Michael Vorster honored with emeritus status
Michael Vorster, David H. Burrows Professor of Construction Engineering in the College of Engineering at Virginia Tech, has been conferred the "David H. Burrows Professor Emeritus" title by the Virginia Tech Board of Visitors.
The title of emeritus may be conferred on retired professors and associate professors, administrative officers, librarians and exceptional staff members who are specially recommended to the board of visitors by Virginia Tech President Charles W. Steger. Nominated individuals who are approved by the board of visitors receive an emeritus certificate from the university.
In 1986, Vorster was recruited to Virginia Tech to create and direct the Via Department of Civil and Environmental Engineering’s undergraduate and graduate programs in construction engineering and management. During his 23-year tenure, he was instrumental in a number of the program’s successes, including the Vecellio family donation of $1 million to the civil and environmental engineering program, and the 2005 naming gift to start the Myers-Lawson School of Construction.
In 1998, Vorster was awarded the David H. Burroughs Professorship, recognizing his eminent teaching and sustained and distinguished scholarship.
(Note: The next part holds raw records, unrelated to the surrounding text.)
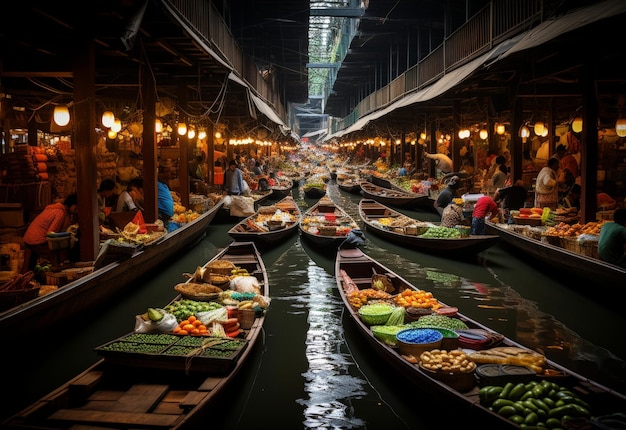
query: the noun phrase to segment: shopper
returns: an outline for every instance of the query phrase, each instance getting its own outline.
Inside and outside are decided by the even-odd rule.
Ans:
[[[117,204],[117,195],[115,194],[115,181],[112,179],[104,179],[98,187],[98,219],[102,224],[108,215],[108,211]],[[108,209],[107,209],[108,208]]]
[[[228,163],[228,170],[224,173],[224,191],[231,196],[243,195],[243,174],[235,160]]]
[[[515,184],[511,186],[496,190],[494,200],[496,203],[499,203],[502,208],[502,220],[513,224],[511,211],[523,208],[527,197],[528,191],[524,186],[524,181],[521,179],[515,181]]]
[[[143,211],[143,179],[134,178],[117,198],[115,212]]]
[[[174,198],[170,187],[161,179],[157,181],[157,206],[159,211],[159,219],[163,221],[164,227],[167,228],[170,219],[174,216]]]

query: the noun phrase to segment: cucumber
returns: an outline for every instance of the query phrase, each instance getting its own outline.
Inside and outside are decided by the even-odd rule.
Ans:
[[[498,397],[501,398],[501,399],[508,399],[509,398],[509,393],[511,392],[513,387],[515,387],[514,383],[507,382],[504,385],[504,388],[502,389],[502,392],[500,393],[500,395]]]
[[[513,387],[508,398],[510,400],[520,400],[524,393],[526,393],[526,385],[523,382],[520,382]]]
[[[491,406],[493,406],[493,409],[497,411],[500,410],[502,406],[514,406],[514,403],[509,399],[496,399]]]
[[[502,399],[500,399],[502,400]],[[502,415],[503,417],[510,417],[512,415],[516,415],[517,414],[517,410],[515,410],[515,408],[513,406],[502,406],[500,409],[498,409],[498,414]]]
Burroughs, a 1942 Virginia Tech engineering graduate, was president of the Virginia Road Builders Association in 1962, and spent two years as chair of the Virginia Registration Board of Contractors.
Vorster is recognized as an international expert in the civil and environmental engineering field, with specific emphasis on applications of engineering economics to construction machinery. He has personally directed or co-directed externally funded research grants and contracts totaling more than $5 million, with such funding providing the means for Vorster to support numerous graduate students.
Among his numerous awards, the National Academy of Construction inducted him as a member in 1990. Members of this academy are considered to “be industry leaders whose present or past professional career over a period of years demonstrates outstanding contributions to the engineering and construction industry.”
The American Society of Civil Engineers (ASCE) awarded Vorster its Faculty of the Year Award in 2000 and the Thomas Fitch Rowland Prize for a Research Publication in 1992. The latter is an award given to recognize the best scholarly publication in a given year within the society’s construction engineering and management journal. The Construction Industry Institute, a leading organization of its kind in the United States, gave him its Outstanding Research Award in 1995. The State Council of Higher Education of Virginia (SCHEV) presented its 2003 Outstanding Faculty Award to Vorster.
At Virginia Tech, he received the Alumni Award for Teaching Excellence in 2001, Certificates of Teaching Excellence from the College of Engineering in 1993 and in 1999, a Dean's Award for Excellence in Service in 1999, and the Via Department of Civil and Environmental Engineering’s 2004 Alumni Teaching Excellence Award. He is a member of the Virginia Tech Academy of Teaching Excellence.
Vorster served as the Associate Dean for Research and Graduate Studies in the College of Engineering from 1993 until 1997. While he was associate dean, he still taught each semester, played a significant role in the development of the Green Engineering program in the college, as well as the plans to open the college’s Joseph F. Ware Jr. Advanced Engineering Laboratory, a space devoted entirely to student design team projects in engineering.
Vorster received his bachelor’s degree and his masters from the University of Cape Town. He earned his doctorate in engineering from the University of Stellenbosch.